An AxoRouter forwards traffic between a source and a destination whose flow-control parameters conflict: the destination has Batch Timeout > 0, disk buffering is disabled, and Log window size / Maximum connections is less than Batch Lines × Number of Workers. This combination can cause unintended backpressure and reduce throughput. To resolve, do one of the following:

  • increase Log window size on the source, or
  • reduce Maximum connections on the source, or
  • reduce Batch Lines on the destination, or
  • reduce Number of Workers on the destination.

Conflicting flow control parameters on a destination. (info)

Conflicting flow control parameters on a destination: destination-name. The combination causes unintended backpressure and reduces throughput. This alert triggers when a router forwards traffic between a source and a destination with Batch Timeout > 0, disk buffering turned off, and Log window size / Maximum connections less than Batch Lines * Number of Workers. Batch Lines or Number of Workers is too high to be continuously fed by messages from source connectors.

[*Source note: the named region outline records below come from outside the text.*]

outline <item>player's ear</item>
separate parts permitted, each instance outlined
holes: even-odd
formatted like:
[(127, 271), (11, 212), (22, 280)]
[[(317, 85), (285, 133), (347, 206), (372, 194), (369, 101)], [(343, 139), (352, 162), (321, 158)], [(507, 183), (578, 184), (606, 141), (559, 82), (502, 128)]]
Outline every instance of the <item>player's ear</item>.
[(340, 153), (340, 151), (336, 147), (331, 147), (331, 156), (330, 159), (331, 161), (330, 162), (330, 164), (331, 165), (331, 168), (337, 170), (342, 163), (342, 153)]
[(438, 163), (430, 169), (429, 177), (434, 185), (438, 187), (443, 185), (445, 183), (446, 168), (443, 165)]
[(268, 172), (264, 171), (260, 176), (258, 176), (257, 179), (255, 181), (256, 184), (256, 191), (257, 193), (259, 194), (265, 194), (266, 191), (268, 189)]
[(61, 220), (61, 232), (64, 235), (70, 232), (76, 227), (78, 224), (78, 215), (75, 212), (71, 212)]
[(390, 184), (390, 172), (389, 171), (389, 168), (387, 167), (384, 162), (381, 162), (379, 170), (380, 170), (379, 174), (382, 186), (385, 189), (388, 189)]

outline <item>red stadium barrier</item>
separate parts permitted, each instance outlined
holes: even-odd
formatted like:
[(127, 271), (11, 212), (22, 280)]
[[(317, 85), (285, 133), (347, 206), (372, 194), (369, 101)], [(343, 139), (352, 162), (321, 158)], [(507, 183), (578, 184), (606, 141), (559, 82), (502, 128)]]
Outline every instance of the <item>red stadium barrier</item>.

A destination receives traffic from a source whose flow-control parameters conflict with the destination's: the destination has Batch Timeout > 0, disk buffering is disabled, and Log window size / Maximum connections is less than Batch Lines × Number of Workers. Batch Lines or Number of Workers is too high to be continuously fed from the source connectors, which can cause unintended backpressure and reduce throughput. To resolve, do one of the following:

  • increase Log window size on the source, or
  • reduce Maximum connections on the source, or
  • reduce Batch Lines on the destination, or
  • reduce Number of Workers on the destination.

Low disk free space (warning)

There is low disk free space on hostname.

A disk used by the AxoStore on a host has less than 10% free space. The alert fires per disk, so a host with multiple low disks produces multiple alerts. If a disk fills up entirely, the AxoStore on this host will be unable to persist new messages.

Store's disk is filling up (warning)

Store's disk is filling up on hostname

A disk used by the AxoStore on a host is filling up fast enough that, at the current rate, it's predicted to be full within the next six hours. The alert fires per disk. Once a disk fills up entirely, the AxoStore on this host will be unable to persist new messages.

Store's error rate increased (warning)

Store's error rate increased on hostname

The rate at which the AxoStore on a host emits errors of a given type has risen above the expected baseline. The alert fires per error type, so a single underlying problem may surface as several concurrent alerts. A persistent high error rate often degrades storage reliability and should be investigated promptly.

AxoStore doesn't persist messages received from AxoRouter (critical)

AxoStore doesn't persist messages from axorouter-syslog.

An AxoRouter is receiving traffic that's configured to be persisted in the AxoStore, but the AxoStore was unable to persist it. The unpersisted messages aren't available in the AxoConsole for tapping or search. Check the AxoConsole for the underlying reason and remediation steps.